(photo via iStock)
Law firms have been calling for the end of the billable hour for decades. And since the 2008 recession, they have increasingly offered cost-conscious clients alternative fee arrangements.
Now Jackson Lewis says it wants to take the next step in the evolutionary process of alternative fee arrangements by eliminating the billable hour as an evaluative tool for its 293 associates. As of Jan. 1, associates at the labor and employment firm will be assessed on efficiency, client service, responsiveness, team orientation and pro bono commitment in an effort to align the way Jackson Lewis “deliver[s] legal services with clients’ needs,” according to firm chair Vincent Cino. (The firm’s compensation model for partners is based on revenue rather than hours.)
“The billable hour is directly opposed to the best interest of the client and to the provider of service because by its very nature it adds an artificial barrier to the accomplishment of the only real objective, which is a quality legal product for a set and expected price,” Cino says.
Eliminating billable hours for associates, however, may not make much of a difference for Jackson Lewis’ clients, at least in terms of how much they must pay for the firm’s legal services. For instance, Jackson Lewis has had a flat fee arrangement—no billable hours or flat per-matter fees—with Pfizer since January 2008, so the firm’s new associate review process doesn’t directly affect Pfizer’s bill.
“We encourage them as a firm to be as efficient as possible. How they choose to do that is the firm’s decision,” says Margaret Madden, vice president and assistant general counsel of Pfizer.
Big Law has questioned the merits of the billable hour for years. Evan Chesler, chair of Cravath, Swaine & Moore, penned an op-ed piece for Forbes Magazine in 2009 that advocated killing it. “The billable hour makes no sense, not even for lawyers,” he wrote. “If you are successful and win a case early on, you put yourself out of work. If you get bogged down in a land war in Asia, you make more money. That is frankly nuts.”
Reached by The Am Law Daily for perspective on its current views on the billable hour, Cravath declined to comment.

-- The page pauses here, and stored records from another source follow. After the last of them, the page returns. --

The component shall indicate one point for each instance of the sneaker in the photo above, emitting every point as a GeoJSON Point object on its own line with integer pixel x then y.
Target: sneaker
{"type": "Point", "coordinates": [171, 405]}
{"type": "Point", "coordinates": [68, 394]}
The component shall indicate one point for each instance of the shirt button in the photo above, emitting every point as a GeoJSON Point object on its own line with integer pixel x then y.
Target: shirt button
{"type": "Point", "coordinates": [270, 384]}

A few years ago, Jackson Lewis based its associate productivity bonuses on the numbers of hours worked. Those who didn’t reach the required 1,900 billable hours per year weren’t eligible, which incentivized them to log long hours, Cino says. The new initiative to increase efficiency—which will be discussed at the equity partners meeting this weekend and introduced to associates in three weeks—will evaluate associates’ contribution and productivity on subjective factors compiled by their managers. “True billed value” will be the only financial metric considered, Cino adds.
Eric Magnus, a wage and hour class action attorney in Jackson Lewis’ Atlanta office who was promoted to nonequity partner earlier this year, says the firm’s annual evaluation process has always been “comprehensive.”
“It isn’t just based on hard numbers,” he says.
Thomas Clay, a consultant from Altman Weil, says most firms have shifted their compensation systems to focus on fee receipts, rather than billable hours in the last 15 years.
“When they look at productivity, do they look at hours? Yes,” Clay says. “But if you can’t get the fee receipts in the door, do you get less credit for your hours? Yes. In the end, you can’t spend hours at the acme—you can only spend cash.”
Magnus says removing the yearly billable hour requirement may boost associate morale, but the new compensation system is not a “radical departure” from Jackson Lewis’ current process.
“We’ve always been good at not being wed to the billable hour,” he says. “This just codifies what Vinny has been getting across for years.”